A
Pena de Tálio. Romance histórico
«Mais uma novela sai a tentar a
fortuna. Que sorte a espera em caminhos
tão perigosos? Como outras mais dignas de acolhimento, recebida pela
indiferença, irá jazer no silêncio, ou ditosa, sem prendas, descansará nos
braços dessa hospitalidade benévola, que em uma hora paga meses e anos de vigílias? Deus o sabe! São estas as
criações do aceso imaginar, de que falavam os trovadores, e por mais que se
queira disfarçar, o coração do autor, verdadeiro coração de pai, é inseparável
delas, seguindo-as ansioso pela beira ao precipício, e acompanhando-as de
cuidados até alcançarem o suspirado termo da jornada. Será orgulho só, e cobiça de glória? Não! É que as filhas da inteligência também são filhas queridas, e
levantando-se para entrar no mundo, levam-nos consigo a alma e o amor! Nasceram
de nós, e vimo-las balbuciar e crescer, e nas longas noites, em que o
pensamento percorre as ruínas do passado, e os espaços infinitos, que a
imaginação povoa, conversaram com o nosso espírito, e fizeram seu enlevo. De
que modo brotam, e quem dá o ser a estes entes e ideais que a chama do engenho
torna mais duráveis muitas vezes do
que a própria realidade? Um raio de luz, um sorriso da fantasia, um
acaso basta! Entre mil confusas sombras, que se agitam, a mente escolhe, e
infunde-se em algumas. Então o quadro surge sem podermos dizer como; a tela
anima-se pouco a pouco, e as figuras, já com as cores da vida, começam a
existir, umas para não morrerem como as de Romeu, de Hamlet, e de Beppo, outras
para brilharem um só momento, e logo se apagarem no tropel das outras que vêm chegando.
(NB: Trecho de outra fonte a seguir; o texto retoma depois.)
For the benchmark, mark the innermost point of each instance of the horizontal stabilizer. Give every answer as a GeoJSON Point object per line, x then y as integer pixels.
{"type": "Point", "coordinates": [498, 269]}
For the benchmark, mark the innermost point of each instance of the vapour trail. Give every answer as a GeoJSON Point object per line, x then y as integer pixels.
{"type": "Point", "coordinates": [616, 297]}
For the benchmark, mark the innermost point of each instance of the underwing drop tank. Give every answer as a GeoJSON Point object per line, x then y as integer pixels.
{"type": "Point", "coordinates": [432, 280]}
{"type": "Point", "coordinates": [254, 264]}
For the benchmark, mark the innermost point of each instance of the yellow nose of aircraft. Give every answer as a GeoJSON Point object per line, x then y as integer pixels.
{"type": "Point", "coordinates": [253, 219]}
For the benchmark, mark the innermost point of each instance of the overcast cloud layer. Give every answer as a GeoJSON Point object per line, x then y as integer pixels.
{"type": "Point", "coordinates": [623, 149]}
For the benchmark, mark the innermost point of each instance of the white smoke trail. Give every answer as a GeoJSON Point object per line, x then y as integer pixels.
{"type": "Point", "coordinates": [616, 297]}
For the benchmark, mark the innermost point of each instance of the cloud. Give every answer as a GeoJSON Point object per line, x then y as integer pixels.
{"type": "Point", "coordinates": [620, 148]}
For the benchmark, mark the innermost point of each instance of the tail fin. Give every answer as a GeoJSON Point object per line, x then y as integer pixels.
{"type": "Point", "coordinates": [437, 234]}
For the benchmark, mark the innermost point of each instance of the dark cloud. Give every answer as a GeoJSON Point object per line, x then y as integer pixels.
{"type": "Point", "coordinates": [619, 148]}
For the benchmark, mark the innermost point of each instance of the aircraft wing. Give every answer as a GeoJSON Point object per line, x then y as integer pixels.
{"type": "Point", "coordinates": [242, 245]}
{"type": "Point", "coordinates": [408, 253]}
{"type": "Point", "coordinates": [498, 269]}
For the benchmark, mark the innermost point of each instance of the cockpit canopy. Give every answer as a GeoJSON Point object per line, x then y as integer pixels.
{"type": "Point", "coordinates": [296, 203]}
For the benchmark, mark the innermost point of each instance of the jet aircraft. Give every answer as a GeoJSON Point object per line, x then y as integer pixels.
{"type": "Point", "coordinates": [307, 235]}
A forma o que faz depois é pintar
ou cinzelar seguindo a visão interior; mas a imagem está dentro da alma; só ela
a vê e a sente, e nem tinta, nem palavras a revelam como nos apareceu, com
metade da viveza com que nós a conhecemos. Este romance nasceu assim, e do
mesmo modo nasceram e hão de nascer outros. A leitura de alguns capítulos do
segundo volume da História de Portugal do meu amigo A. Herculano
suscitou o assunto. Disposta a imaginação, um dia acordou de repente aquilo que
um escritor alemão denomina o nosso sexto sentido, e boa ou má, feliz ou
deplorável, estava traçada como havia de ficar, e como hoje se oferece, porque
a reflexão e a lima podem polir as grossuras e os defeitos superficiais, mas na
essência não tocam, sob pena de sair um monstro, ou talvez pior, uma estátua
regelada. Depois de feito o livro era fácil ligá-lo a remontadas cogitações, e
administrar-lhe o baptismo filosófico; mas tendo a desgraça, ou a ventura, de
acreditar pouco na missão política da arte, deixei as teorias sociais e os
problemas grandiosos no lugar que lhes pertence. Sempre entendi que se invadiam
assim, mas talando-as, duas províncias independentes; e que a preconizada
conquista de uma pela outra seria vitória efémera, e pouco digna de louvor se
em verdade é lícito dizer-se que seja vitória!
Interpretar fielmente a natureza,
expressar os grandes rasgos, de que se compõe a fisionomia de uma época, e não
desvairar muito na análise do coração humano, decifrando por ele o mistério da
existência, pareceu-me sempre não ser a menor dificuldade do género; e como
raros a têm atravessado incólumes, acho que os Cooper, os Walter Scott, e
tantos imaginadores da mesma escola, ocupam de direito o posto, que o triunfo
lhes granjeou. Se eles, que foram os mestres, temeram passar além, e se os seus
monumentos nem por isso deixam de ser vistos de toda a parte, enquanto desabam
em ruínas, dias depois, as construções ambiciosas dos inovadores, creio que não
merecerá censura o ater-se qualquer tão obscuro como eu aos bons modelos, e de
longe, na mesma distância, a que se reputa deles, fazer por agradar sem se atrever
a mais. De Cervantes a Walter Scott e a Goethe, desde o imortal romance do
Quixote até à soberba epopeia em prosa de Ivanhoe, e à sombria e
esplêndida manifestação de Fausto, a forma tem adiantado muito. Não
sei se resta ainda que inovar, ou se a reforma deverá parar por aí, por maior
prudência. É delicada e espinhosa a questão! Entretanto não duvido acrescentar
que a verdadeira originalidade reside para mim na ideia, na propriedade com que
se retrata, na expressão e na cor dos costumes, que se avivam». In Luís
Augusto Rebelo Silva (1822-1871), Contos e Lendas, publicado originalmente em
1873, Projecto Livro Livre, 582, 2014.